En raison des différentes réponses du système immunitaire au virus observées chez les animaux de laboratoire standard et chez l’homme, les scientifiques ont eu du mal à déterminer le point de basculement entre les cas légers et les cas graves de COVID-19. Mais les souris de Flavell, qui ont été modifiées pour avoir un système immunitaire semblable à celui des humains, ont permis de répondre à cette question.

Les souris humanisées sont tombées malades

« Si vous infectez une souris de laboratoire standard avec le SARS-CoV-2, elle sera infectée, mais ne tombera pas gravement malade », a déclaré Flavell, professeur Sterling d’immunobiologie à Yale et auteur principal d’un article. « Mais nos souris humanisées tombent malades et ne guérissent pas. Tout leur système immunitaire est en feu. »

L’équipe de recherche – dirigée par le premier auteur Esen Sefik – a introduit le virus du SARS-CoV-2, prélevé sur des patients humains gravement malades, dans les voies nasales de ses souris humanisées, puis a suivi l’évolution de la maladie. Ils ont constaté que les souris infectées présentaient les mêmes symptômes que les patients humains gravement malades, à savoir des lésions pulmonaires, une perte de poids et une réponse immunitaire inflammatoire accrue et persistante qui endommage les tissus.

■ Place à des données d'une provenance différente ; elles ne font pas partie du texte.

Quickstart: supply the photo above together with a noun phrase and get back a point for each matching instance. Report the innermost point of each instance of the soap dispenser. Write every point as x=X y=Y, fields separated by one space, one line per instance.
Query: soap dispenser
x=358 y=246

Ils ont ensuite traité ces souris avec des anticorps monoclonaux fournis par Michel Nussenzweig, un immunologiste de l’université Rockefeller et, comme Flavell, un chercheur de l’HHMI. Ces anticorps, qui ciblent spécifiquement ce virus, ont été efficaces s’ils ont été administrés avant ou très tôt après l’infection, mais n’ont guère contribué à étouffer les symptômes s’ils ont été administrés à des stades ultérieurs de l’infection, ont-ils constaté.

À l’inverse, au cours des premiers stades de l’infection, la dexaméthasone, un immunosuppresseur, a été fatale aux souris en supprimant la réponse immunitaire initiale qui était cruciale pour combattre ce virus. Cependant, il a contribué à éliminer l’infection au cours des stades ultérieurs de la maladie en supprimant la réponse inflammatoire qui avait commencé à endommager les organes.

Le moment de l’intensité de la réponse immunitaire

« Au début de la maladie, une forte réponse immunitaire est essentielle à la survie », a déclaré Sefik. « Plus tard dans la maladie, elle peut être fatale ». Les modèles de souris humanisées pourraient également révéler des indices importants sur les causes et les traitements potentiels contre le COVID-19 dites longues et sévères, ont déclaré les scientifiques.

Cette recherche a été publiée dans Nature Biotechnology.